You can’t replace professional advice. You can’t replace psychological counseling. Humans needs other humans to approve of major decisions; that’s hardwired into us from an evolutionary standpoint. But you can replace the project management value that an agent brings to a transaction. You can replace much of the negotiation that happens (or doesn’t happen) today. You can replace a lot of the offer management process. And you don’t even need smart contracts to replace the “I need the agent to let me in to tour the house” value; August locks will do that today.
Fourth, taken to the logical conclusion, it isn’t at all clear that buyers and sellers would need a real estate agent to do a transaction. “Need” is not “want” so they might want professional assistance; the Lord knows I could use professional assistance in deciding which liquidity pool to put my UNI and wETH tokens into. But just like I don’t need some agent to engage in yield farming, I might not need an agent to sell my home in 2030.
Instead, we might see decentralized exchanges for real property rise up to go hand in hand with DeFi mortgage, decentralized title registries, and decentralized advisory services. That’s DeRe. It might not happen, because we’re in sci-fi land now. Then again, it just might.
The Value of Sci-Fi for Strategy
Let me wrap up by noting that while this whole post and sci-fi thinking in general are not immediately useful to anybody today… there is some value to engaging in it.
Like I said, strategy is 12 to 18 months out. Anything beyond that is fiction and science fiction.

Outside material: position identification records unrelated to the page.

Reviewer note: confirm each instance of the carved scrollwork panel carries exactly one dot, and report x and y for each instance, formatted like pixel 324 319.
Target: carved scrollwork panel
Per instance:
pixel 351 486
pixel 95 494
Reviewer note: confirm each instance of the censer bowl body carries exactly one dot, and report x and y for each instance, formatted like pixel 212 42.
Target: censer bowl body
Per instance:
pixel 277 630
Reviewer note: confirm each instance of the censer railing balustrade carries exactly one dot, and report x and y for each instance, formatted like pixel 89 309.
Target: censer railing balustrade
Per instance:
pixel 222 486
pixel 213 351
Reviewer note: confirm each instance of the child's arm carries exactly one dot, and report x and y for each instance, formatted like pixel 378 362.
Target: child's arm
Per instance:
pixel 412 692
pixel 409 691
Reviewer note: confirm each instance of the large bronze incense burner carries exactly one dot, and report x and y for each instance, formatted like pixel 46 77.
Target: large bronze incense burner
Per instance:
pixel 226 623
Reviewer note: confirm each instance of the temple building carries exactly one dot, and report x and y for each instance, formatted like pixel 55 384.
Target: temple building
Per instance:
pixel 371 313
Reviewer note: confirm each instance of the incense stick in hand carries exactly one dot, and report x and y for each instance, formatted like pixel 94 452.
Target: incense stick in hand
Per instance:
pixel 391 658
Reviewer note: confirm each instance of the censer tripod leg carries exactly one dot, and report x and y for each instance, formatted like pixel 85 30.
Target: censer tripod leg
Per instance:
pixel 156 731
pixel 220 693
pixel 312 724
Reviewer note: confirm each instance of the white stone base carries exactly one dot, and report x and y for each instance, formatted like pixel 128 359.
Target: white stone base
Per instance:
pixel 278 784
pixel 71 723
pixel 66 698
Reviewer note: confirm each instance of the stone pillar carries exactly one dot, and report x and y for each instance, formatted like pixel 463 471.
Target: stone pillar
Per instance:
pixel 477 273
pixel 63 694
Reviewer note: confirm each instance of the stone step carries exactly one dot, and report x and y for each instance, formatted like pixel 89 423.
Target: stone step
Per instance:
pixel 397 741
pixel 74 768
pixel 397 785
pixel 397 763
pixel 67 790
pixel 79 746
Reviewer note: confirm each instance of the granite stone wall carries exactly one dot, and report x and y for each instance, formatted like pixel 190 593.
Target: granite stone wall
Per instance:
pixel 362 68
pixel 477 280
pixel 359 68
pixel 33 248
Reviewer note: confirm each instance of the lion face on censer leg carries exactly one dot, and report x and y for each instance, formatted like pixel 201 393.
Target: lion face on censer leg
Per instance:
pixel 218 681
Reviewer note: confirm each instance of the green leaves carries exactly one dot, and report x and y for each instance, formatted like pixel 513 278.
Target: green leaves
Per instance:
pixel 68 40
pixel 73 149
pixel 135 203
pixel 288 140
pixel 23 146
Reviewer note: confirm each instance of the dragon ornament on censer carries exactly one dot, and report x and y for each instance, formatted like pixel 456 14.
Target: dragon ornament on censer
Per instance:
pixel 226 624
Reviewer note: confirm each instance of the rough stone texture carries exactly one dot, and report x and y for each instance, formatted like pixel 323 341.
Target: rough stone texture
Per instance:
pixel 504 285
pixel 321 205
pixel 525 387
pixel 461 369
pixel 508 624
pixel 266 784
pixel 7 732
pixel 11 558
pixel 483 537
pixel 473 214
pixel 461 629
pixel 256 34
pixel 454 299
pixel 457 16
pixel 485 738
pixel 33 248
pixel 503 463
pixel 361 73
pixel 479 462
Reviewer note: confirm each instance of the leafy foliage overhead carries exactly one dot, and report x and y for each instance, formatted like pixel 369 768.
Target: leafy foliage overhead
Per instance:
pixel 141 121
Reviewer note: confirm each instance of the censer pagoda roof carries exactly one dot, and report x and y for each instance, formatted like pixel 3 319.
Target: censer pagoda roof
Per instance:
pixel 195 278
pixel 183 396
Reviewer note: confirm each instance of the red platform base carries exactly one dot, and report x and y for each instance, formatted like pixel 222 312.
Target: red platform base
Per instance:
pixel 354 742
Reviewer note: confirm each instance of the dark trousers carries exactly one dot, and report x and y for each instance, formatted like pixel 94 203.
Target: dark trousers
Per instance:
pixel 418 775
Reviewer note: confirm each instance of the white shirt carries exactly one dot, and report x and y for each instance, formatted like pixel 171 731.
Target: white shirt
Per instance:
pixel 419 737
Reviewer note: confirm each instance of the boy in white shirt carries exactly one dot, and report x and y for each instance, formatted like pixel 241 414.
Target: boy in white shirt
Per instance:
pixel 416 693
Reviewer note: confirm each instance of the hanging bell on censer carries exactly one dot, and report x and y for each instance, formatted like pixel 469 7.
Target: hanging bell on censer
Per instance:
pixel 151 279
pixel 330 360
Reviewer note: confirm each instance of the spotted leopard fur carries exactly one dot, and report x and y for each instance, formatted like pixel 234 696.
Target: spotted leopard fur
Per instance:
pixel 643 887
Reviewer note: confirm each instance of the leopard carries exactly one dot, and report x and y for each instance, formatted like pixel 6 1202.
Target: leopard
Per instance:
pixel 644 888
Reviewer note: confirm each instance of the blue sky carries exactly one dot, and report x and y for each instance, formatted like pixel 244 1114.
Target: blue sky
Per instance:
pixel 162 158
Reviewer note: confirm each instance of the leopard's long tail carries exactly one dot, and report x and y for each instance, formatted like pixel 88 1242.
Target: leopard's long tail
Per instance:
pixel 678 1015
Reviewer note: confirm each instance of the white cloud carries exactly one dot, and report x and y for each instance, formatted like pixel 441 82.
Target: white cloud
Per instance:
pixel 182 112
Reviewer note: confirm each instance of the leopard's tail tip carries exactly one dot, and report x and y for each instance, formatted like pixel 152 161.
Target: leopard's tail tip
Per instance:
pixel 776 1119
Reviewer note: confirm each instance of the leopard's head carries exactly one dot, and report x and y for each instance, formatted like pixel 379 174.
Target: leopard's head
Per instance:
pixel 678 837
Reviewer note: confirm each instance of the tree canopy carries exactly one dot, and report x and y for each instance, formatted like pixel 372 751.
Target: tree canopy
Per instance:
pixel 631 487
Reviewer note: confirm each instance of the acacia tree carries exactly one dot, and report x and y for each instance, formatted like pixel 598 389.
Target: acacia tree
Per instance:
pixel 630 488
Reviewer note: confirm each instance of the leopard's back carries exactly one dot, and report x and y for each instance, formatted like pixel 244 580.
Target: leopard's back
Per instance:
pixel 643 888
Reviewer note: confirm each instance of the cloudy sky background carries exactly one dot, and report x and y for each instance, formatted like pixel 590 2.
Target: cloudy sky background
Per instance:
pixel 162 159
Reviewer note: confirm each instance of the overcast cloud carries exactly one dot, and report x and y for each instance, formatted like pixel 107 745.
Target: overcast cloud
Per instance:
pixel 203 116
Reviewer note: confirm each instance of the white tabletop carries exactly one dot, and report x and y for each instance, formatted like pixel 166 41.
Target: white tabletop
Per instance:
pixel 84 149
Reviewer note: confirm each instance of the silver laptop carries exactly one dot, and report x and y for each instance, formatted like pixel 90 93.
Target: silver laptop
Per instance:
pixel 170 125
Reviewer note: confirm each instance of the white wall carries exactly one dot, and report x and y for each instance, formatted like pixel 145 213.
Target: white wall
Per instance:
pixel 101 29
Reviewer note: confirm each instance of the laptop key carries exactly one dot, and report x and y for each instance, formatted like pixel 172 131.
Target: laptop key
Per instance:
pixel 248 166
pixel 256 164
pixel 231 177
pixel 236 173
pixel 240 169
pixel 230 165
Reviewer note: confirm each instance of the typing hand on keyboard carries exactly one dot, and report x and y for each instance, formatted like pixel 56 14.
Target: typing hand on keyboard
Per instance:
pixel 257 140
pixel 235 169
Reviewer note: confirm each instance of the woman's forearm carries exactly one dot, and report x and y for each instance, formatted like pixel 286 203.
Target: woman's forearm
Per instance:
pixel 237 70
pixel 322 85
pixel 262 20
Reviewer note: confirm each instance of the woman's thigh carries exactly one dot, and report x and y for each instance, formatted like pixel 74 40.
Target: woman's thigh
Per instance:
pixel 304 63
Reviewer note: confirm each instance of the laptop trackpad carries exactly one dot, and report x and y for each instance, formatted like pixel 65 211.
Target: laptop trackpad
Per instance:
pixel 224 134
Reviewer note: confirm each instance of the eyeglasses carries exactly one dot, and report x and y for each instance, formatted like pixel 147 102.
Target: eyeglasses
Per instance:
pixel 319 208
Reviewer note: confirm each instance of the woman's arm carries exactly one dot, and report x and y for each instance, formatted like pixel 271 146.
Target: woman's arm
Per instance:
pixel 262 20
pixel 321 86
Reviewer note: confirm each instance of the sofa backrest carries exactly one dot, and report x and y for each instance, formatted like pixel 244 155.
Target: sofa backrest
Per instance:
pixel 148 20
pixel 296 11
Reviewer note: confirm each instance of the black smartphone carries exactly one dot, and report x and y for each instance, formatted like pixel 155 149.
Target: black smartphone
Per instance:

But in 2004, when I started working at Cendant (now Realogy), there were brokers and agents who were engaging in a bunch of sci-fi thinking around this new phenomenon called the internet. They did not immediately abandon what was working for them in their day to day business. But they did take some steps to explore and take advantage of the new technology. As someone who came out of that new world (I had my startup in 1999), I tried to assist them in that work.
I went to a lot of blogging and social media conferences in those early years in the industry. And some people and companies were slowly figuring out what worked and didn’t work. They were making investments in 2010, learning skills in 2010, making mistakes to learn from them in 2010.
How’d that work out?
Maybe blockchain and crypto are just fads, like Beanie Babies. Maybe there is no reason at all for sober businesspeople in real estate to waste one minute thinking about them. Maybe the demographic trends are interesting, but useless, and brokers and agents need merely to think about how to ramp up their presence on TikTok for more marketing. Maybe NAR needs to keep boosting startups whose whole mission in life is to keep the REALTOR at the center of the transaction.
Or maybe, just maybe, it’s worth making some small investments, doing some small learning, learning a few skills using sci-fi thinking as background. Sometimes, there is real value in science fiction even for strategy.
We’ll see in another ten years, I suppose.